Our team WhatsApp group has been a valuable source, when I look back on it. You have comments from team members –  ‘I wish I could be cloned’; ‘I’ve never cried’. It really got people. In the care homes when people stopped visiting – we were in there with dying people, and their visitors and relatives were outside. I’ll never forget that. So we’re inside with the relatives who are dying, and the relatives are waiting outside the window. That really destroyed a lot of the team.

I don’t think there was face-to-face help when I came back after my dad died. I was put forward for emotional wellbeing sessions but they were quite full at that time, so in the end I didn’t bother accessing them. I think there is a delay in one-to-one support, but there is plenty of support out there, to be fair. We support each other, we know when somebody is just not right, and the management are very supportive if we need to take time. There are a lot of websites available that we can access, too.

Personally, I was driving to work this morning in tears because on Radio 4, they were talking to someone who had just gone to see their mum. It was really emotional to listen to that. I just feel [the vaccines] came two months too late for my dad. It’s just such a shame.

Care Home Manager

It has not been too traumatic at work recently. At the beginning, we had cases of COVID-19 in our care home and we lost people, and it was stressful trying to maintain staff morale. But since we managed to get the virus out of the home, it has been easier.

I think we are [receiving enough support]: every week I get an email from local government with updates to tell us how many cases there are in the area – I feel like we get the right, helpful information. And we get fantastic support from our local councillor, who rings every two weeks. We also have PPE coming out of our ears!

But the information coming from central government is not always helpful. Most recently, the announcements about the reintroduction of visitors placed big expectations on us to organise these by 8th March.

Also, I don’t think our experiences are being accurately reflected in the media. There is a portrayal that we are a protected bubble that can’t be touched, and it was the fault of care homes that the virus spread widely. When you are in a place with poorly people, of course it will spread quickly.

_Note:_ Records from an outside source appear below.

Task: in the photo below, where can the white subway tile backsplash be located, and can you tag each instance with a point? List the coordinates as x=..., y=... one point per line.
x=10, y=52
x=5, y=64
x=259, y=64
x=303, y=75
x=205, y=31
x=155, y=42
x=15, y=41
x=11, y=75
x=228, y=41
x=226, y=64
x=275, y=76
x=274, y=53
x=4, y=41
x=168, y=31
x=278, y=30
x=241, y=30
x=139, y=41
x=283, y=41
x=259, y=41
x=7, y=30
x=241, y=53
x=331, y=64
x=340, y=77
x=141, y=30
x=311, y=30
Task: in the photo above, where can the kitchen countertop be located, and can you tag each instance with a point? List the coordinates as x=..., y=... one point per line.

More recently, the reflections regarding visits are not accurate. We have to ensure that one designated person only visits; it must be supervised with that person wearing full PPE. Families expect to be able to spend the whole day with people, but half an hour is more realistic given the organisation required. Problems arise in particular with the one designated person rule. In reality, families don’t get on, siblings don’t get on, and everyone is trying to be that ‘one person’. I have implemented a rule whereby I have to receive the name of the designated person in writing, and if the family can’t decide who comes in then no one can, as it’s not our job to manage that.

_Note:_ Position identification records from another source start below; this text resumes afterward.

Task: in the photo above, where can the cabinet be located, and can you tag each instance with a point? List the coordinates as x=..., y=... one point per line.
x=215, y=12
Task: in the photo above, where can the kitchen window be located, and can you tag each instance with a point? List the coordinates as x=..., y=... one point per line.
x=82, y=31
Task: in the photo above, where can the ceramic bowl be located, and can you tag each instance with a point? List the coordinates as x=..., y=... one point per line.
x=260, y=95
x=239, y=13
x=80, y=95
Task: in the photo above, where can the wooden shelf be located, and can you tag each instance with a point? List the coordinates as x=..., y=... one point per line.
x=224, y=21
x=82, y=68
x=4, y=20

Outside of work, it was hard when lockdown first happened: I was paranoid about bringing COVID-19 into the home so I stopped my kids going out and put restrictions on everyone in my family. My friend took her child on a UK break in the summer and I saw how much healthier they seemed afterwards. Then my husband got COVID-19 over Christmas so we also had a period of self-isolation. Now I am fully ready for the rules to relax.